Entities: Disease Gene Species

Keywords: RNAseq; batch effect; bias; data adjustment; high-throughput analysis; sample annotation

Year: 2013 PMID： 24092958 PMCID： PMC3785384 DOI： 10.4137/CIN.S12862

Source DB: PubMed Journal: Cancer Inform ISSN： 1176-9351

Introduction

In high-throughput datasets, sophisticated biostatistical analyses are required to see how technical and biological information of samples is reflected in the data. The variation inherent to the samples (biological variation) coexists with variation added by technical sources, such as batch effects, and random noise.1 A landmark study has highlighted that technical biases in the form of batch effects are found in several high-dimensional data such as gene expression, protein data, and data from next-generation sequencing.2 Data on epigenetic profiling3 and copy number changes4 may also be influenced by batch effects. The underlying cause of an observed batch effect is often unclear and may be linked to a variety of experimental conditions, such as reagent lot, date of experiment, or laboratory personnel. In a broader sense, the merging of several datasets into one single dataset also constitutes a batch effect problem.5,6 Undetected batch effects can have major impact on subsequent conclusions in both unsupervised and supervised analysis.2 Several methods that remove or adjust batch variation have been developed. These methods range from simple batchwise centering of probes to more sophisticated methods, eg, ComBat,7 DWD,8 SVA,9 and XPN;10 however no clear best-performing method has emerged.11,12 It is worth noting that batch correction changes the data substantially and may be incomplete or may introduce new bias to the data. Therefore it is important to evaluate the quality of batch correction. Herein we identify technical bias in datasets from commonly used high-throughput platforms and delineate problems of batch correction in such data. We then suggest a simple procedure to validate batch correction that can be conveniently applied using the R package swamp.

Methods

Detection, correction and re-evaluation of technical bias

We have developed the R package swamp to provide algorithms and supportive plots for the analyses of high-throughput data in respect to sample annotations. The basic elements of the suggested framework presented in Figure 4 are:

Figure 4

Framework to monitor technical variation.

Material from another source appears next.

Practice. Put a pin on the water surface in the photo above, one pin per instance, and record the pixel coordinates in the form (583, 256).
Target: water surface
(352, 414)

Study design: Heatmap of the square matrix of log10P-values from pair-wise tests of sample annotations using Fisher/Chi-square test or linear models. Function: confounding. Principal component analysis, using univariate linear regression models to determine the association between principal components and sample annotations. A heatmap of log10P-values or R2 values is plotted. Functions: prince, prince.plot. Hierarchical clustering analysis and a quantification of batch effects across the dendrogram clusters using Fisher/Chi-square test or linear models for factors and numeric vectors respectively. Functions: hca.plot, hca.test. We include two data correction methods that so far have not been implemented in R packages: The function kill.pc removes principal components from the data, as described by Alter et al.13 Principal components are deleted from the data by setting the corresponding singular values to zero and recalculating the data matrix. The function adjust.linearmodel uses the lm() function to obtain for each probe the residuals of a linear regression model with the technical variable as regressor. The adjust.linearmodel function makes it possible to correct the data for continuous technical variables. Furthermore we implemented the popular Com-Bat algorithm,7 taken from the webpage http://www.bu.edu/jlab/wp-assets/ComBat, in the function combat. The functions batchadjust.ref and bachadjust.zero perform simple median-centering of each probe and batch. Additional batch correction methods, which may be more appropriate for certain data types, can be found in dedicated R packages for dwd,14 poe,15 sva,16 isva,17 pls-sva,18 and xpn.12

Data processing

For RNAseq data, we downloaded level3 RNAseqv2 data from the Cancer Genome Atlas (TCGA) data portal. We used the files that contain ‘reads per kilo-base per million mapped reads’ (RPKM) values for each gene. There is currently no standard processing pipeline of RPKM values. In the case of colon cancer, we used quantile-normalization as it removed substantial amounts of unexplained variation. For all RNAseq datasets from TCGA, we added an offset of 32, capped the data at 65,000, log2 transformed the data, and mean-centered the genes. This simple pre-processing method makes the data similar to the microarray gene expression format. It has been proposed that heteroscedastic RNAseq counts may influence downstream homoscedastic-based methods, such as principal component analysis.19 We therefore compared the simple pre-processing method with ‘variance stabilizing transformation’ (vst).19 However, we find that principal component analysis of TCGA data produces highly similar results for the simple pre-processing method and the vst-correction (Supplementary Fig. 1). In order to limit unnecessary data transformation, we did not continue to use vst-corrected data. For miRNAseq data, we downloaded level3 data from the TCGA data portal and performed the same data pre-processing (offset 32, cap 65,000, log2 transformation). For methylation data we downloaded level2 data and calculated beta-values as M/(M+U), where M is methylated and U is unmethylated signal. For microarray gene expression data we used processed data from Leek et al.2 The batch variable in this dataset refers to date of hybridization, as derived from the headers of the cel files.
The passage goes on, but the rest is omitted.